As conflicts increase around the world, is the world becoming more dangerous – and is that just human nature?

A new study from Oslo’s Peace Research Institute shows that there were more armed conflicts worldwide in 2023 than any other year since World War II.

Peace studies professor Paul Rogers said the world is “certainly more volatile” than in previous years.

“There were times during the Cold War when it was incredibly dangerous and unstable,” he said Newstalk breakfast.

“It was certainly a period in which there were relatively smaller conflicts than of course the major conflicts such as Myanmar, Ukraine and now of course Gaza.

“There are many uncertainties and the world is becoming more unstable in many ways.”

He noted that there are many more conflicts within continents and between neighboring countries, such as in the Sahara and the Middle East.

“It extends very far to the West, South Asia,” he said.

“Certainly, Sub-Saharan Africa is the point where there are many smaller conflicts that add a lot.”

He said conflicts in countries such as Mozambique, the Democratic Republic of Congo and Sudan are “very much linked to paramilitary Islamists”.

“But that’s not just the case; one also suspects the problem of natural resources.”

Why is the world more dangerous?

When asked if he thought the increase in conflict was simply ‘human nature’, Prof.
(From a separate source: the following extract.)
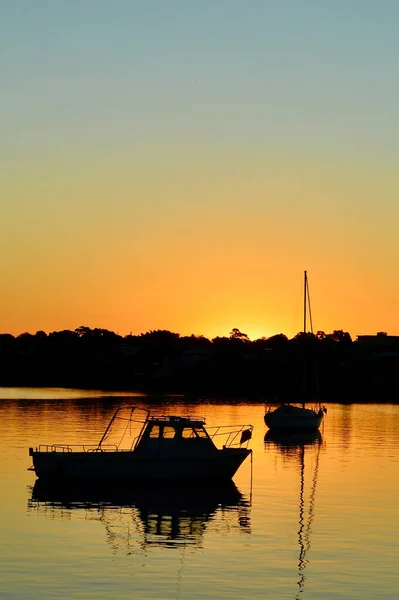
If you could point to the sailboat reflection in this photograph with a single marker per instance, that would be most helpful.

Rogers said: “God, I hope not.”

“It’s the old story: If war is the answer, then it’s a stupid question,” he said.

I’m afraid we need to learn much better, and we’re not learning fast enough.”

According to Congolese media, dozens have been killed in the Democratic Republic of Congo following attacks by Islamist extremists.

In Sudan, doctors at one of the last functioning hospitals in the besieged Sudanese town of el-Fasher say they were forced to close the hospital after it came under attack.

Russia launched airstrikes on Ukraine two days ago, killing two people, while Hamas claimed 200 Palestinians were killed during an Israeli military operation to rescue four hostages.